Another potential attraction offered by the IDO and TDO approach is that the enzymes can be targeted with a small molecule, thus reducing costs relative to use of antibodies. There’s rising industry speculation that, given the number of novel antibodies coming to the market, combination therapies could face pricing pressure in the future. Thus the small molecule approach associated with IDO1/TDO inhibition offers a big cost of goods advantage to companies developing immuno-oncology combination therapies.

“Small molecules work inside cells and are cheap to produce; antibodies work on the cell surface and tend to be more expensive to manufacture, so there’s an economic case as well for trying to combine an antibody with a small molecule,” he said in an interview.

Because some cancers express more TDO than IDO, the combination approach with dual IDO/TDO inhibitors should also benefit patients across multiple cancer types, he said.

“For example, colorectal cancer patients might end up with a secondary metastases appearing in the liver, which is a very rich TDO environment. So if a colorectal cancer patient was treated with an IDO1 inhibitor only, you might successfully treat the cancer in the colorectal area but metastases could form in the liver, which is a TDO-rich environment – so you’d need a TDO inhibitor to potentially treat that. So there’s a real rationale for dual inhibitors here to control the kynurenine regardless of whether it’s produced by IDO1 or TDO.”

Trill has big expectations for IOmet’s IDO1/TDO inhibitors.
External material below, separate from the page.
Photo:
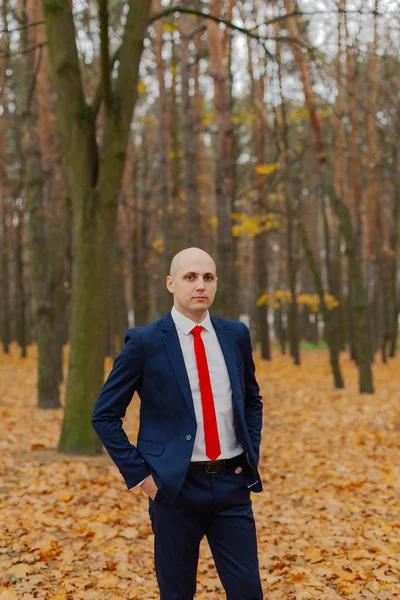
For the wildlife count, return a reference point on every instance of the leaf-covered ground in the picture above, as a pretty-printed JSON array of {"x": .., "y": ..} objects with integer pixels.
[{"x": 328, "y": 520}]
“Where we can see other rival compounds out there and where we can see data, we have some very significant advantages over those, and our belief is that we can be first in class with the bona fide dual inhibitors of both those enzymes – we can be first in class with the TDO specific, and at the next generation of the IDO1 we can be best in class because we think we can be better than the companies that are already out there in the clinic ahead of us.”

Asked what he and his management’s response might be to an eventual takeover approach, Trill replied: “We’re very excited by what we have, so we’re just focused on the tasks ahead. But clearly, if you get the development right, then people become interested in what you have. We’re a company with investors like anyone else, so that would be a discussion we’d have further down the track.”